Mr In-Between - Reviews


Sight & Sound Magazine

From its synopsis, Mr In-Between might easily be mistaken for more of the same from the sausage factory of British cinema. The prospect of yet another low-budget thriller set in London gangland and interested only in viscera, stage-blood and the fetishisation of men who kill for a living would surely be unendurable. Mercifully, Paul Sarossy’s film proves very different – brittle, surprising, filled with unexpected beauty. First-time director Sarossy, better known as a cinematographer, has worked extensively with Atom Egoyan and shares with his mentor a painterly eye for composition – the film’s every shot, meticulously balanced and framed, seems to consciously mimic the just-so perfection of its hero’s neatly ordered life.

So painstaking an approach could easily result in a sense of airless precision but Sarossy tempers this tendency towards the hermetically-sealed by locating the raw and remarkable amongst the mundane and everyday. Stark, leaveless winter trees open the film and at its conclusion find their mirror image in the skeletal hulk of a seaside pier; hundreds of starlings flock together, staining the sky black; the cliffs of Dover, shorn of their picture postcard familiarity, become fearful signifiers of death and self-destruction. Such moments typify Sarossy’s style – like Egoyan in Felicia’s Journey he has succeeded in bringing an intensely art-house sensibility to material that in lesser hands might seem merely sensationalist.
Two very different worlds jostle for our attention in Mr In-Between: the first, inhabited by Andy and Cathy, is one of sink estates, dole money and cash-in-hand labour – life at the fag end of the welfare state, captured with all the grimy verisimilitude of a Mike Leigh picture. The other is a far stranger place, stuffed full with psychopaths, gangsters and guns for hire – not the cool wisecrackers popularised by Tarantino and Ritchie but men from a London seemingly designed by Hieronymous Bosch and rich in gothic flourishes and unabashed melodrama.

Here David Calder’s Tattooed Man, the mandarin of some multi-tentacled syndicate of crime, crouches in stygian shadow, surrounded by dead animals and his grotesque associates – Clive Russell as an albino policeman, corrupt and utterly depraved; Saeed Jaffrey as a diminutive sadist who lives to administer death by lethal injection.
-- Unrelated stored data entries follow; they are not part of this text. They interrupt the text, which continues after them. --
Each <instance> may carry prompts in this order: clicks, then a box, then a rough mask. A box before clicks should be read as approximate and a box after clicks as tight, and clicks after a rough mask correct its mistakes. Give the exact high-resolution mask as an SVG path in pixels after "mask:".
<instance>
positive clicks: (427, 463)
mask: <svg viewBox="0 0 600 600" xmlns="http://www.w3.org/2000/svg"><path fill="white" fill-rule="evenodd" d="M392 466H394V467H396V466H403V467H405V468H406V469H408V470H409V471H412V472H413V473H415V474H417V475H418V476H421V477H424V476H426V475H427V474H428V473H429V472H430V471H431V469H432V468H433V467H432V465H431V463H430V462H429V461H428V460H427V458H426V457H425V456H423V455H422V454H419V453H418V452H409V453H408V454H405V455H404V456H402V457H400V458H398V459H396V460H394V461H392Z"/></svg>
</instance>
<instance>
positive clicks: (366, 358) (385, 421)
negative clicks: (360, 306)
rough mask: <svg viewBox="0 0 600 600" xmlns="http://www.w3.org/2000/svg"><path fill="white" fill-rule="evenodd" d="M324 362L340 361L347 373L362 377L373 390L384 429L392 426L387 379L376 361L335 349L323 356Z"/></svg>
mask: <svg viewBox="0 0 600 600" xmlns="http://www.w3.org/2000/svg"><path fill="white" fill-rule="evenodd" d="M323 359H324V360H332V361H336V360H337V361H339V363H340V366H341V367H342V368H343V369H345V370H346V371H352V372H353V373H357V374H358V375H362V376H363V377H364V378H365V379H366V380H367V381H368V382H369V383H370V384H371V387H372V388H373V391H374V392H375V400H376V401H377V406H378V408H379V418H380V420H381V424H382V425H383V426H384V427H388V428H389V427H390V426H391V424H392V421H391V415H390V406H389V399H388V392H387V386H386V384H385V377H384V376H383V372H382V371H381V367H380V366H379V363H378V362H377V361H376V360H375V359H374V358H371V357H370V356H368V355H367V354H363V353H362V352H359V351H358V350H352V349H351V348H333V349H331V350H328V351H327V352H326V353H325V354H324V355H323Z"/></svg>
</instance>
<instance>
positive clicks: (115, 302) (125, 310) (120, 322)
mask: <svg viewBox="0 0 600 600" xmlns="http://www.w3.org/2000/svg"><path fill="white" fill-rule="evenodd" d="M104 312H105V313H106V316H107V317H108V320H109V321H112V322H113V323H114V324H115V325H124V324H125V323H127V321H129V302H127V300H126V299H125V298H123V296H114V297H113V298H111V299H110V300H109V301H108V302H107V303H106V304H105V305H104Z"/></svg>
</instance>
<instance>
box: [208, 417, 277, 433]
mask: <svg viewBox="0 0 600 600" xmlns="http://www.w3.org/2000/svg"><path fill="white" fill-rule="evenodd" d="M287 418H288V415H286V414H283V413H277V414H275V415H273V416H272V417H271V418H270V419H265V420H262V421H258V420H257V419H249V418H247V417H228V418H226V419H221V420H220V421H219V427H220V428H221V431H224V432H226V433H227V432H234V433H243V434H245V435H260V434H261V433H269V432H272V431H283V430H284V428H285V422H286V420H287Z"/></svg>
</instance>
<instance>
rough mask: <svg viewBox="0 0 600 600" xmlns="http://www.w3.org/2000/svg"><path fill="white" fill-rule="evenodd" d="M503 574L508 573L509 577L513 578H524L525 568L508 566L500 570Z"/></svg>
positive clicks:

It is the interaction between these worlds – at first deliciously incongruous, then increasingly alarming – which lends the film its terrible, tragic momentum. Andrew Howard’s antiheroic Jon is the link between the two and as he becomes torn between them he emerges as the eponymous Mr In-Between. Adeptly, Howard charts Jon’s transformation from dead-eyed killer to tortured, latter-day Raskolnikov and back again, making this serial murderer successfully sympathetic but he inevitably spends much of his time playing straight man to Calder’s kingpin.

Calder’s is a great, ferocious, meaty slab of a performance – he plays The Tattooed Man like a cross between Aleister Crowley and Mother from The Avengers, relishing his existence beneath the city and outside its rules, as happy torturing some unhappy victim as he is cooking Sunday roast in his pinney or thundering a quotation from Nietzsche.

At times, the preponderance of familiar TV faces – Clive Russell, Mark Benton, a cameo from egregious comedienne Gina Yashere – threaten to lend the piece the air of a television drama gone awol from the schedules, but the studied, superior gloss granted it by Sarossy (on what must surely have been a meagre budget) more than justifies its position on the big screen. Unique amongst the dreary parade of British crime cinema, it is only to be hoped that its unexpected nature – as well as its deliberately dispiriting conclusion – do not rob this brave, potent film of the attention and approbation it deserves.